Trello and Asana are often the first tools teams reach for when they outgrow spreadsheets. Both are excellent, both have generous free plans, and both are owned by Atlassian. But they're built for very different ways of working.
Quick Comparison: Trello vs Asana
| Feature | Trello | Asana | |---|---|---| | Free plan | Yes (unlimited cards) | Yes (15 users) | | Starting price | Free / $5/mo | Free / $10.99/mo | | Primary view | Kanban boards | List/tasks | | Timeline/Gantt | Via Power-Up only | Yes (paid) | | Automations | Butler (built-in) | Rules (paid) | | Reporting | Basic | Strong (paid) | | Best for | Simple, visual workflows | Structured project management | | Guest access | Yes | Yes (limited on free) |
Pricing: trello vs asana
Trello's free plan gives you unlimited cards, up to 10 boards, and one Power-Up per board. Standard ($5/seat/month) unlocks unlimited boards and custom fields. Premium ($10/seat/month) adds Timeline, Dashboard, and Calendar views. Business Class is $17.50/seat/month.
Asana's free plan supports 15 users with unlimited tasks but no timeline, reporting, or automations. Premium ($10.99/seat/month, billed annually) adds the timeline, rules, and dashboards. Business ($24.99/seat/month) adds portfolios and workload management.
Winner: Trello on simplicity and cost for small teams.
Interface: Trello's Kanban vs Asana's Lists
Trello pioneered the digital kanban board, and it's still the best of its kind. Cards, lists, and boards are all you need to get started — and anyone on your team can figure it out without training.

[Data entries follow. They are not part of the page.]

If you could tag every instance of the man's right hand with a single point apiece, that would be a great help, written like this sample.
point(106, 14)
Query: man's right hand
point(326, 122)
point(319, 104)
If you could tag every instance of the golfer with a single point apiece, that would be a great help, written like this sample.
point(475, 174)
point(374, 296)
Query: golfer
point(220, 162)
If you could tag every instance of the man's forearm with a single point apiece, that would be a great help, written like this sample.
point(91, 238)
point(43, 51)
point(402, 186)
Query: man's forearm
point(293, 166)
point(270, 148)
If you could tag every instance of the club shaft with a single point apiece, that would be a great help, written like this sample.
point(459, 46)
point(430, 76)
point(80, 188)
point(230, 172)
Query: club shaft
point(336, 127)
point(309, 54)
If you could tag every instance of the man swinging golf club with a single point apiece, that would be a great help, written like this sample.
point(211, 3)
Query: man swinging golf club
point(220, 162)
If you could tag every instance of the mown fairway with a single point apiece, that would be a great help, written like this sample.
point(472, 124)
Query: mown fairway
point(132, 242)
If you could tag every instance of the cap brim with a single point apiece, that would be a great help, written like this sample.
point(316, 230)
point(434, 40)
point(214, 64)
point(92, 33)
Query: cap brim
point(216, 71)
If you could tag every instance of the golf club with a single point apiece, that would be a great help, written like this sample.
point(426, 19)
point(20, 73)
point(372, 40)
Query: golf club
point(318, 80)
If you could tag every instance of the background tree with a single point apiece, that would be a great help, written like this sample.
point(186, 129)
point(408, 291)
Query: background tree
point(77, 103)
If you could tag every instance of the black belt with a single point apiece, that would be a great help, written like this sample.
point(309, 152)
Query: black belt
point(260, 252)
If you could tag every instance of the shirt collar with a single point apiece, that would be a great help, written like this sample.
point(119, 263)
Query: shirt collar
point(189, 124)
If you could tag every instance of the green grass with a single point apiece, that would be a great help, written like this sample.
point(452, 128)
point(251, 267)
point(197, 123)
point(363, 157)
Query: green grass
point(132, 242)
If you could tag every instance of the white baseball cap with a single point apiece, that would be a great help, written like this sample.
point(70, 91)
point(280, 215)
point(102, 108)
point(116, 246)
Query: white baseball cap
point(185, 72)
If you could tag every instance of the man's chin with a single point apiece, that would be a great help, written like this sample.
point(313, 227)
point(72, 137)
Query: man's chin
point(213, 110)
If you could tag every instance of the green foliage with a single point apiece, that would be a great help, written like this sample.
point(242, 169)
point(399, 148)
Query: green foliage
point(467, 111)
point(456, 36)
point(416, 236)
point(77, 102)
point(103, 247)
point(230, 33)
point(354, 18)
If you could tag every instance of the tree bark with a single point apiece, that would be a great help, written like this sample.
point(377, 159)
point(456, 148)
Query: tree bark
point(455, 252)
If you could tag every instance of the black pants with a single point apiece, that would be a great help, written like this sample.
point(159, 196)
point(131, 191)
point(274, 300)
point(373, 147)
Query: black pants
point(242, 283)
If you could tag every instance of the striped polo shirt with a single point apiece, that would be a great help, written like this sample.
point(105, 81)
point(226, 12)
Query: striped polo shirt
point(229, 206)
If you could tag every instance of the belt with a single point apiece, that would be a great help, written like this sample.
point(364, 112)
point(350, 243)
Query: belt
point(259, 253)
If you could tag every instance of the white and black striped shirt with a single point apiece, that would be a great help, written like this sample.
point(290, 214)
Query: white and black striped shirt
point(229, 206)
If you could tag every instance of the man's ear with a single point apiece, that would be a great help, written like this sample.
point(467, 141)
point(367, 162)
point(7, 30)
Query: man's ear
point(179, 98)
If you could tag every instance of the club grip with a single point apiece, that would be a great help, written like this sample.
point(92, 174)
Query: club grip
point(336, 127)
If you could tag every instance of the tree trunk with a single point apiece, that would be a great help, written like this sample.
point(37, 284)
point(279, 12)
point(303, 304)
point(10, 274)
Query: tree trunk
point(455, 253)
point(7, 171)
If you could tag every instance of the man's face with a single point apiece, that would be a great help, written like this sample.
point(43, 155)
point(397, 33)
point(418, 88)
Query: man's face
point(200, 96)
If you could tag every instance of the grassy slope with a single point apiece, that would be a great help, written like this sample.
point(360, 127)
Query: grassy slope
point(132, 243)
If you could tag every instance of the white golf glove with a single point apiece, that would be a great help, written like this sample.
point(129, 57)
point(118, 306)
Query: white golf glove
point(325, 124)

Try Asana free and you'll find a more structured, task-list-first approach. Asana defaults to a list view with clear sections, due dates, and assignees. It feels more like "real" project management.
Trello Power-Ups vs Asana Integrations
Trello's Power-Ups are add-ons that extend functionality: Jira, GitHub, Slack, Google Drive, and more. Free accounts get one Power-Up per board (which is limiting). Paid plans unlock unlimited Power-Ups.

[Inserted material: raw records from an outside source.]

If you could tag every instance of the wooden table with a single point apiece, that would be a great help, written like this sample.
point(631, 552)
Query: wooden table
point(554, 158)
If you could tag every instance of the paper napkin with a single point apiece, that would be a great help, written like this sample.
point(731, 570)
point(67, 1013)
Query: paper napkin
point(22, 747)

Asana integrates with 300+ apps on all plans, including Slack, Microsoft Teams, Google Drive, Salesforce, and Jira. The integration experience is smoother and doesn't require bolt-ons to basic functionality.
Winner: Asana for integration depth.
trello vs asana for Different Team Types
Trello is best for:
- Very small teams (1–5 people)
- Simple, visual workflows that don't change often
- Content calendars, personal task management, and lightweight project tracking
- Teams that value simplicity above all else
Asana is best for:
- Teams of 5–50 with structured project needs
- Marketing campaigns, product launches, or operations workflows
- Teams that need timeline views, dependencies, and project reporting
- Anyone who needs to report project status to leadership
Verdict: Two Different Tools for Two Different Needs
Trello and Asana aren't really competing for the same user anymore. Trello has found its niche as the visual, simple tool for small teams and personal workflows. Asana has evolved into a real project management platform.
If you're a solo operator, freelancer, or small team managing simple work: Trello is faster to start and cheaper to run.
If you're a growing team managing multiple concurrent projects with real deadlines and reporting needs: Asana is the clear upgrade.
Start with Trello if you're not sure. Most teams eventually migrate to Asana as complexity grows.